The second novel in the Embers of War series, Fleet of Knives continues in the same vein as its predecessor, where it skirts the edge of military science fiction and full blown space opera.
In the aftermath of the Archipelago War and the climactic events in the Gallery, the Trouble Dog and her crew continue to serve the House of Reclamation and help the stranded and endangered ships of the Generality. Meanwhile, Ona Sudak is awaiting execution for her part in the atrocity which ended the Archipelago war, until the titular Fleet of Knives which emerged at the end of Embers of War says it wants her as it’s human admiral.
Confusingly, the titular Fleet of Knives is more often referred to as the Marble Armada for the rest of the series in what I assume is more of an editorial decision that Fleet of Knives made a better book title.
Meanwhile, Johnny Schultz and his crew of the salvage ship, Lucy’s Ghost are looking to pick over the bones of an ancient alien derelict. The problem is that they get attacked by something in the hypervoid and find themselves stranded on the derelict, pursued by some voracious predators.
As the Trouble Dog races to rescue them, rumours that the Fleet of Knives has decided to save humanity from war by forcibly disarming and removing their ability to fare between stars reaches the crew…
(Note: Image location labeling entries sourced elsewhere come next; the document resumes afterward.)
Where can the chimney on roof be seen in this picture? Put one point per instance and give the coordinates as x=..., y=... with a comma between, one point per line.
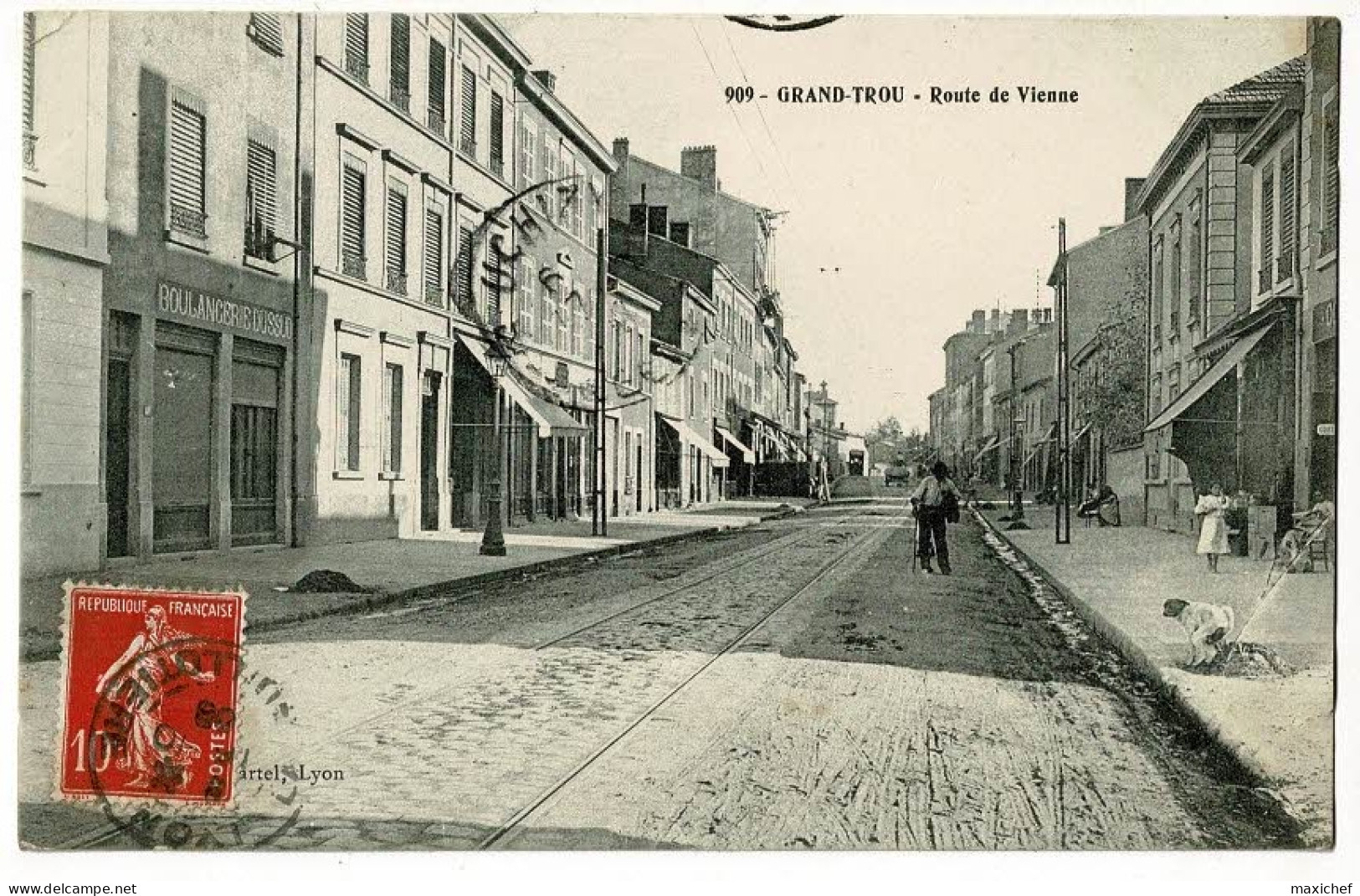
x=1132, y=187
x=701, y=163
x=635, y=245
x=547, y=79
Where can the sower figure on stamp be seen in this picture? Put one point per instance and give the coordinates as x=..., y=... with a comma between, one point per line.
x=935, y=502
x=135, y=682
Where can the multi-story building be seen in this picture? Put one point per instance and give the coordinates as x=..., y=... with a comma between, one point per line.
x=690, y=208
x=1220, y=369
x=428, y=274
x=74, y=508
x=1107, y=300
x=199, y=362
x=630, y=400
x=1320, y=218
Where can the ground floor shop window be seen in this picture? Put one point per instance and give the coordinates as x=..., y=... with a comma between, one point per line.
x=348, y=389
x=182, y=448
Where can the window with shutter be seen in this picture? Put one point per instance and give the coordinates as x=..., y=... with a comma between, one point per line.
x=498, y=124
x=398, y=89
x=1331, y=177
x=464, y=268
x=348, y=391
x=468, y=130
x=526, y=152
x=392, y=381
x=396, y=238
x=265, y=28
x=526, y=298
x=188, y=143
x=435, y=117
x=261, y=195
x=352, y=199
x=1284, y=265
x=434, y=256
x=357, y=45
x=1268, y=210
x=30, y=69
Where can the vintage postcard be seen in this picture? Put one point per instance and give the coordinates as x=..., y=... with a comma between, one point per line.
x=742, y=433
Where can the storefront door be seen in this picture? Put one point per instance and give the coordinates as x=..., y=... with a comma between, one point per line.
x=254, y=446
x=182, y=443
x=430, y=450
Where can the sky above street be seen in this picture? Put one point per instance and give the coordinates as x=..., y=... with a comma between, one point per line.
x=903, y=218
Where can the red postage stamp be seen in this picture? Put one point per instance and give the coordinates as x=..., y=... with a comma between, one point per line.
x=150, y=694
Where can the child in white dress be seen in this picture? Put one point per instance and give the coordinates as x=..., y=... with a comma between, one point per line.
x=1214, y=530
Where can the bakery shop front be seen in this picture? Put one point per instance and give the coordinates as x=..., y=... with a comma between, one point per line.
x=196, y=423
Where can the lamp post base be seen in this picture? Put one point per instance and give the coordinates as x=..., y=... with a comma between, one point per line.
x=494, y=539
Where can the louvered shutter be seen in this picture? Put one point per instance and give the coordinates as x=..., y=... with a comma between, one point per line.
x=188, y=135
x=261, y=196
x=434, y=254
x=437, y=84
x=352, y=219
x=498, y=124
x=267, y=30
x=30, y=39
x=1287, y=222
x=396, y=238
x=1266, y=221
x=468, y=134
x=402, y=50
x=357, y=44
x=1332, y=177
x=464, y=265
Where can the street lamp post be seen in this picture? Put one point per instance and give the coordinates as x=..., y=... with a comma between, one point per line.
x=494, y=539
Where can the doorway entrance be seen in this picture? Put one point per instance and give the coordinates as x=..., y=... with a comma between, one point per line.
x=430, y=450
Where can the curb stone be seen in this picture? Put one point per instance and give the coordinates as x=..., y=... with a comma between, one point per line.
x=1240, y=752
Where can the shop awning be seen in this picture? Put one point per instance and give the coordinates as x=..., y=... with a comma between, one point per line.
x=550, y=417
x=747, y=454
x=690, y=435
x=993, y=443
x=1201, y=387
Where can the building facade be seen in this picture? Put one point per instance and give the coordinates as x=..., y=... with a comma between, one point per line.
x=1212, y=356
x=65, y=515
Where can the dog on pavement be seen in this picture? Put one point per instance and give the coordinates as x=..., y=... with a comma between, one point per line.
x=1207, y=626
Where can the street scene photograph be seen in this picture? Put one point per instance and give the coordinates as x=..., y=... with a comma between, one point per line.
x=533, y=431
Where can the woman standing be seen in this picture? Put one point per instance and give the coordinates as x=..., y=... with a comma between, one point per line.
x=1214, y=528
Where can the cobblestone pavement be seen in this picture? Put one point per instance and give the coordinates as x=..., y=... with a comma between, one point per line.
x=604, y=709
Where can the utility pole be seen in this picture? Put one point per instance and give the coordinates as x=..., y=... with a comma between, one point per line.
x=1062, y=511
x=598, y=515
Fleet of Knives mixes up the formula from its predecessor by adding the crew of the Lucy’s Ghost, most notably Johnny Schulz, Riley Addison and Lucy herself. Their coming together in adversity and flight from the unforeseen alien monsters mirrors Sudak’s flight through the Brain in the previous book but with a distinctly more horrific aspect almost reminiscent of Alien.
It also juxtaposes the atmosphere on the Trouble Dog and the personal horror contrasts neatly with the more galactic scale of the other main plot thread.
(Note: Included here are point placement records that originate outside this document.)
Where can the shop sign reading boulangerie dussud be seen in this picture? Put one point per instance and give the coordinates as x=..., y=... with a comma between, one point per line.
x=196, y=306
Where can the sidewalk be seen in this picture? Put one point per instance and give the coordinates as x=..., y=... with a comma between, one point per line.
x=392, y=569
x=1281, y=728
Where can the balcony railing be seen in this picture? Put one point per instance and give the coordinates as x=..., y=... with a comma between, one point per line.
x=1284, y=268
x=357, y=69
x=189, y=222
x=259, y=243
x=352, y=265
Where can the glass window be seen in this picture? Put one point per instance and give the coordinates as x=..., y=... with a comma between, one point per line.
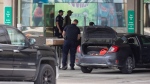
x=145, y=40
x=81, y=11
x=16, y=37
x=111, y=14
x=2, y=37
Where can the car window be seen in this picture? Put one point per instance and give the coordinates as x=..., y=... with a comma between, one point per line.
x=134, y=40
x=16, y=37
x=3, y=39
x=145, y=40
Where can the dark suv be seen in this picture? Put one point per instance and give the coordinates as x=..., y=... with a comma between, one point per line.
x=22, y=60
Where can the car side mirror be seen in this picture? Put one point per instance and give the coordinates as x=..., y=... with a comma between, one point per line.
x=32, y=41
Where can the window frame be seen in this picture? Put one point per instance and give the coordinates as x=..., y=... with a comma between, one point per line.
x=1, y=28
x=15, y=29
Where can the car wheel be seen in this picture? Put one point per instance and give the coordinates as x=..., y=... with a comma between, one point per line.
x=128, y=66
x=86, y=70
x=46, y=75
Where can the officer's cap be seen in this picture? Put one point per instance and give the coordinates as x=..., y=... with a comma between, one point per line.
x=60, y=11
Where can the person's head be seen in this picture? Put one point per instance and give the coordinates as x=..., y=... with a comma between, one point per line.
x=91, y=24
x=75, y=21
x=40, y=4
x=61, y=12
x=69, y=12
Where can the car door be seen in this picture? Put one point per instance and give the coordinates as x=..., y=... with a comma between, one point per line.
x=24, y=56
x=6, y=55
x=145, y=49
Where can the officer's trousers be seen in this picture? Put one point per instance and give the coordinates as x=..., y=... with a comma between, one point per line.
x=69, y=46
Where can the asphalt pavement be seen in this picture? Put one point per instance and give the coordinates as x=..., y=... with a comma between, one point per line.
x=99, y=76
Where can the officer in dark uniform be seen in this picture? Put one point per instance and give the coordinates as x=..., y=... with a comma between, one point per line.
x=67, y=20
x=91, y=24
x=71, y=35
x=59, y=24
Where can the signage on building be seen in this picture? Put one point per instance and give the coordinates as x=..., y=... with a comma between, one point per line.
x=8, y=15
x=131, y=23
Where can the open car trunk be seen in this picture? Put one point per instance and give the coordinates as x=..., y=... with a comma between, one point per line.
x=97, y=39
x=95, y=50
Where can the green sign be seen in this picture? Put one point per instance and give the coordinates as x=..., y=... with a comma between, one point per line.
x=8, y=15
x=146, y=1
x=131, y=21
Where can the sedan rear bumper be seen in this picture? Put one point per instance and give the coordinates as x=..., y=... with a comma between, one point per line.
x=97, y=61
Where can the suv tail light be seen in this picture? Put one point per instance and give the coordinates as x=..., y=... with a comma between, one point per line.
x=113, y=49
x=103, y=51
x=79, y=49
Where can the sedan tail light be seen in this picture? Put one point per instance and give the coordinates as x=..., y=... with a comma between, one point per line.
x=113, y=49
x=79, y=49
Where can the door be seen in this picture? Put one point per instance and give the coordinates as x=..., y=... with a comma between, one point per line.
x=6, y=56
x=24, y=56
x=145, y=49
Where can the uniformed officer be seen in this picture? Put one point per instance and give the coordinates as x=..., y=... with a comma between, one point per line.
x=71, y=35
x=67, y=20
x=59, y=24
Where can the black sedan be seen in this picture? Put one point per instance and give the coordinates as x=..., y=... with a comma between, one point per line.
x=102, y=48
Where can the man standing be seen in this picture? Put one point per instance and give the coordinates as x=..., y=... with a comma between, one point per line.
x=59, y=24
x=67, y=20
x=71, y=35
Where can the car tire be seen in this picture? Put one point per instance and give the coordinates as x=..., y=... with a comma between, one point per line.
x=46, y=75
x=86, y=70
x=128, y=66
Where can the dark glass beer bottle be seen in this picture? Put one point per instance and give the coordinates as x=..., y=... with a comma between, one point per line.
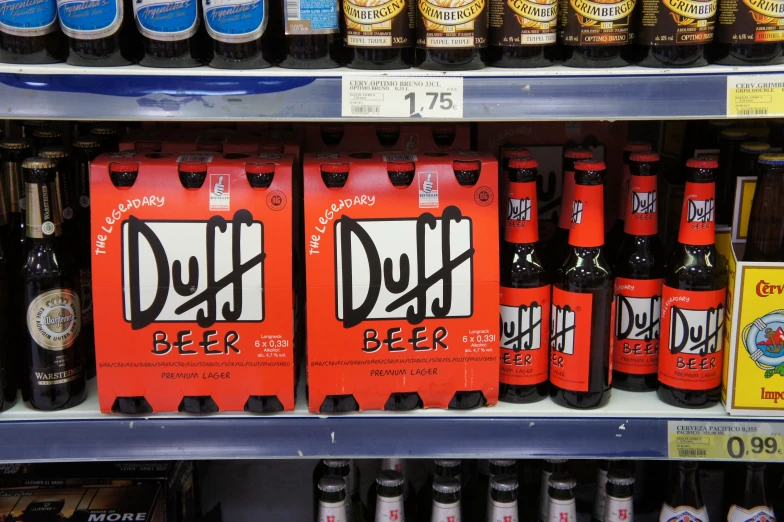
x=559, y=244
x=525, y=293
x=55, y=355
x=639, y=275
x=30, y=33
x=581, y=314
x=238, y=33
x=451, y=37
x=99, y=34
x=693, y=296
x=765, y=240
x=685, y=499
The familiar characters – Sal Konstanz, Trouble Dog, Preston, Alva & Nod all add a little more depth over the course of Fleet of Knives but possibly the biggest shift comes from Ona Sudak who goes from unwilling protagonist to full blown antagonist at top speed.
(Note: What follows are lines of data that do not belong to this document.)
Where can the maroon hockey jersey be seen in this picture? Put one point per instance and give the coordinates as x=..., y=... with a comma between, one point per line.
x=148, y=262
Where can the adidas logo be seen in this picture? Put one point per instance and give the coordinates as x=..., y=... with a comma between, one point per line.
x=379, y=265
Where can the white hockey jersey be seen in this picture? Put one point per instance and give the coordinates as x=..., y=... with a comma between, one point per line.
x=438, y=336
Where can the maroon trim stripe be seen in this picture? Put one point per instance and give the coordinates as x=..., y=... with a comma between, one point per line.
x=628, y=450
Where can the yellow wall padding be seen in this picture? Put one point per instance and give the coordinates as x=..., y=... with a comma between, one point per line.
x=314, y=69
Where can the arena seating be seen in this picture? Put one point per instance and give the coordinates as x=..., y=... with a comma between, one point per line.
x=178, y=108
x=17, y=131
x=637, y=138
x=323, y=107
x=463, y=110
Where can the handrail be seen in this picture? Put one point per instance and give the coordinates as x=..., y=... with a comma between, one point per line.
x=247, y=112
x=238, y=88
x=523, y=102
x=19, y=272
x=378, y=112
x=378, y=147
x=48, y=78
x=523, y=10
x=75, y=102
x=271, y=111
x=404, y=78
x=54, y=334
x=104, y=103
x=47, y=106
Distinct and deep characterisation remains a weakness in Fleet of Knives with the book hinging more on events and setting than the people involved being especially compelling. That said, there’s a lot of little nods to deeper characters and the story barrels along at such a pace that you hardly have breath to wonder what their motivations are.
Once again, the prose is delightful, especially when dealing with the wondrous otherness of the galaxy and the close third person viewpoint in the head of major characters helps to point the camera where it needs to be rather than spending too much time staring out of the window being thoughtful.
I absolutely adore every chapter written from Trouble Dog or Nod’s perspective. They tend to be short, but they’re arguably the most evocative parts of the book.
Fleet of Knives more than lives up to Embers of War and manages to avoid the trap of many second parts of trilogies by being a compelling story in it’s own right and not just a bridge to the final act.
Highly recommended for fans of Iain M. Banks or the Expanse.